The cost of insuring Indonesia’s bonds against non-payment using five-year credit-default swaps rose 104 basis points this year to 240, according to data provider CMA. That compares with increases of 71 basis points to 283 for Vietnam, 0.44 percentage point to 121 in Malaysia, 29 basis points to 124 in Thailand and 0.15 percentage point to 121 in the Philippines.

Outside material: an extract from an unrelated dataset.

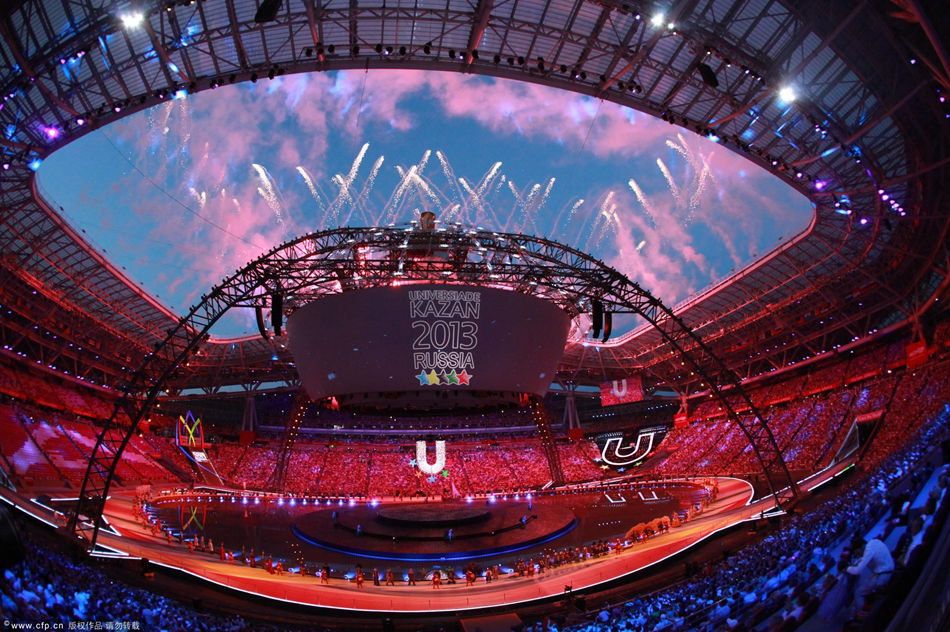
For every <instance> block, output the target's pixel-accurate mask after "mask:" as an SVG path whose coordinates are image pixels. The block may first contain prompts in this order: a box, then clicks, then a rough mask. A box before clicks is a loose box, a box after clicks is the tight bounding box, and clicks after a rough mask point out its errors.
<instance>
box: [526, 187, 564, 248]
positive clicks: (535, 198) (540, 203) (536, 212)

Indonesia sold $1.5 billion of five-year global Islamic securities this week at 6.125 percent, the most expensive rate for dollar-denominated debt since 2009.
Geopolitical stability
The Indonesian 10-year local-currency yield is more than double that of Malaysia and the Philippines and almost twice as high as Thailand’s. Only securities issued by India, Pakistan, Brazil and Turkey offer higher rates among 23 emerging-market sovereigns tracked by Bloomberg.

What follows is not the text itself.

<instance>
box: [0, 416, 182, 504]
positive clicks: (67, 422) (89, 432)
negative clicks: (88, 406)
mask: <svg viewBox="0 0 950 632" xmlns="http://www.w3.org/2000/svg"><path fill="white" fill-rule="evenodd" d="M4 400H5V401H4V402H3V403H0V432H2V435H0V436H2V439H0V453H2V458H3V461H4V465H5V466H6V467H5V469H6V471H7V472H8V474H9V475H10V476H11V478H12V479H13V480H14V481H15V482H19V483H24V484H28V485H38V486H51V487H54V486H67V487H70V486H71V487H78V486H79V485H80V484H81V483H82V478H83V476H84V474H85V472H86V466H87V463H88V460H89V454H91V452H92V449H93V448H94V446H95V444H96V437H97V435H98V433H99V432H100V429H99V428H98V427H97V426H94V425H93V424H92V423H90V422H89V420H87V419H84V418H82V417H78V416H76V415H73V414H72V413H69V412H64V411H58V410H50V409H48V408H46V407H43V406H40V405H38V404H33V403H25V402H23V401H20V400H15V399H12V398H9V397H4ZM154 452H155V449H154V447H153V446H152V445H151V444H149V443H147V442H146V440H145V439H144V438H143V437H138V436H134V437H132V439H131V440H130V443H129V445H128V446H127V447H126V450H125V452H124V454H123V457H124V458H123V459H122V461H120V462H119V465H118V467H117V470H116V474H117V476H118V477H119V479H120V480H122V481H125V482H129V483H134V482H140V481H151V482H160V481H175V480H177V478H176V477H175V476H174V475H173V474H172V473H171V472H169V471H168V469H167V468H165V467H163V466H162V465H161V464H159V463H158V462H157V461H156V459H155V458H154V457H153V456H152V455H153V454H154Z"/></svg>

“Vietnam is a frontier market, while there are few emerging-market countries with a stable geopolitical situation that offer yields as high as Indonesia,” Ezra Nazula, head of fixed-income at Manulife Asset Management Indonesia, which oversees Rp 25 trillion, said in a Sept. 11 interview in Jakarta. “The key issue is the currency, and once it stabilizes, investors can begin to see value in the yields.”
Iran’s rial, Syria’s pound and Mongolia’s tugrik are the only exchange rates that have fared worse than the rupiah this quarter, among around 170 currencies tracked by Bloomberg. Malaysia’s ringgit dropped 4 percent over the period, Thailand’s baht fell 2.5 percent, the Philippine peso declined 1.8 percent, while Vietnam’s dong strengthened 0.4 percent.
Indonesia’s trade deficit surged to a record $2.3 billion in July, while the current-account shortfall widened to $9.8 billion in the second quarter, the largest in data compiled by Bloomberg going back to 1989.
Fragile five
Along with Brazil, India, Turkey and South Africa, Indonesia has been dubbed one of the “fragile five” emerging- market economies by Morgan Stanley. The lender said in a research note this week that it remained bearish on the rupiah and expected the currency to move closer to its “fair-value” of around 12,200 per dollar by the end of next year. The currency touched 11,525 yesterday, the weakest since April 2009, and traded at 11,443 as of 1:51 p.m. in Jakarta, according to prices from local banks.
In an attempt to narrow the shortfall in the current account, Indonesia’s government announced last month that it would ease mineral-export quotas, introduce a simpler process for getting investment permits and raise taxes on luxury imports. A weaker rupiah supports an increase in exports and a decrease in inward shipments, in the process of helping adjust the shortfall in the broadest measure of trade, Bank Indonesia said in a statement yesterday.
“Turning around Indonesia’s current-account deficit will be a long process,” Desmond Soon, portfolio manager at Western Asset Management , which oversaw $436 billion globally in June, said in a Sept. 10 interview from Singapore. “In this climate, whereby markets are focused on countries with twin deficits, the markets may not grant the authorities the luxury of time.”